Un prompt géant qui fait tout — rédiger, traduire, formater, vérifier — fait généralement tout moyennement. Le chaînage de prompts découpe la tâche en une séquence fixe de petits appels, chacun prenant la sortie du précédent comme entrée.
L’analogie
Une chaîne de montage. Personne ne demande à un seul ouvrier de construire toute la voiture. Le poste 1 soude, le poste 2 peint, le poste 3 inspecte — et une pièce peut être rejetée entre deux postes avant de faire perdre du temps à tout le monde en aval.
Le principe
flowchart LR
IN([entrée]) --> S1["LLM : étape 1"] --> G{contrôle}
G -->|valide| S2["LLM : étape 2"] --> S3["LLM : étape 3"] --> OUT([sortie])
G -->|rejette| STOP([rejet précoce])
- Chaque étape fait une seule chose, avec un prompt court et ciblé.
- Entre les étapes, on peut poser un contrôle : une vérification programmatique pas chère (JSON valide ? moins de 200 mots ? en français ?) qui rejette tôt au lieu de propager du déchet.
- La séquence est fixée par vous — le modèle ne choisit pas la route. C’est ce qui en fait un workflow, pas un agent.
Un exemple concret
Produire une annonce produit bilingue :
1. LLM : « Rédige l'annonce à partir de ces specs » → brouillon
contrôle : moins de 300 mots ? le prix est mentionné ?

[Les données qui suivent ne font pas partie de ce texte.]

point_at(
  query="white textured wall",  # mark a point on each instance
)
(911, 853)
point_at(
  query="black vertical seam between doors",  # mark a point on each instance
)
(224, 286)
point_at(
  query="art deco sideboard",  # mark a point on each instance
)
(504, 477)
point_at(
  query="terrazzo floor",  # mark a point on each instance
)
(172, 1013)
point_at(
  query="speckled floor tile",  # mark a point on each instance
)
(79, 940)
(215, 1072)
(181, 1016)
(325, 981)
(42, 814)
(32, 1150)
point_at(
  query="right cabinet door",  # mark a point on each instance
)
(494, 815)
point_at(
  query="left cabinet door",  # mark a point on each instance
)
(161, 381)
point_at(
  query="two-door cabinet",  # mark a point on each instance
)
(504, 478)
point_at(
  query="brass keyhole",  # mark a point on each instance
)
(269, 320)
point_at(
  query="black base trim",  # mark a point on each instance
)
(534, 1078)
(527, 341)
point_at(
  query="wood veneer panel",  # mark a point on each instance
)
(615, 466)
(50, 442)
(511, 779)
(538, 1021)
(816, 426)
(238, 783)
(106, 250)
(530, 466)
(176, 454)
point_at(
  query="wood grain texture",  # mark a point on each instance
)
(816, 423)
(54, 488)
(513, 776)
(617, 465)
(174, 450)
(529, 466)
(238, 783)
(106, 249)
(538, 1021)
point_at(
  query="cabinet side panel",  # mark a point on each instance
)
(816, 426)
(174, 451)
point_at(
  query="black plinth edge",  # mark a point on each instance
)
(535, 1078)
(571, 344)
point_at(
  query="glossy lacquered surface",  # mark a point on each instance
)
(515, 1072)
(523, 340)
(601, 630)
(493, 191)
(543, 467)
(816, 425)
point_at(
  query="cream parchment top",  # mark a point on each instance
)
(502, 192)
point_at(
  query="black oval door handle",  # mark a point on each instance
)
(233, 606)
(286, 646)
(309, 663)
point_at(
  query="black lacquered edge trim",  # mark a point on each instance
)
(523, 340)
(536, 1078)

2. LLM : « Resserre et applique notre ton maison » → version EN soignée
3. LLM : « Traduis en français, garde les termes tech » → version FR
Trois petits prompts, chacun facile à tester et à remplacer — au lieu d’un méga-prompt qu’on n’ose plus toucher.
Quand l’utiliser
- La tâche se décompose naturellement en étapes fixes et ordonnées.
- Vous préférez la qualité à la latence : chaque appel ciblé est plus juste qu’un appel fourre-tout, au prix d’allers-retours supplémentaires.
- Les étapes ont des besoins différents : on peut même utiliser un modèle moins cher pour les étapes faciles et un costaud pour l’étape dure.
Quand l’éviter
- Les étapes dépendent de l’entrée de façon imprévisible → regardez le routage ou la boucle d’agent.
- La latence est critique : chaque maillon ajoute un appel complet au modèle.
Le piège classique
Les chaînes qui se dégradent en silence : l’étape 3 « répare » gentiment l’absurdité produite par l’étape 1, et vous ne voyez que le résultat poli. Mettez vos contrôles tôt, et journalisez chaque sortie intermédiaire — une chaîne de montage a besoin de contrôle qualité entre les postes, pas seulement à la sortie.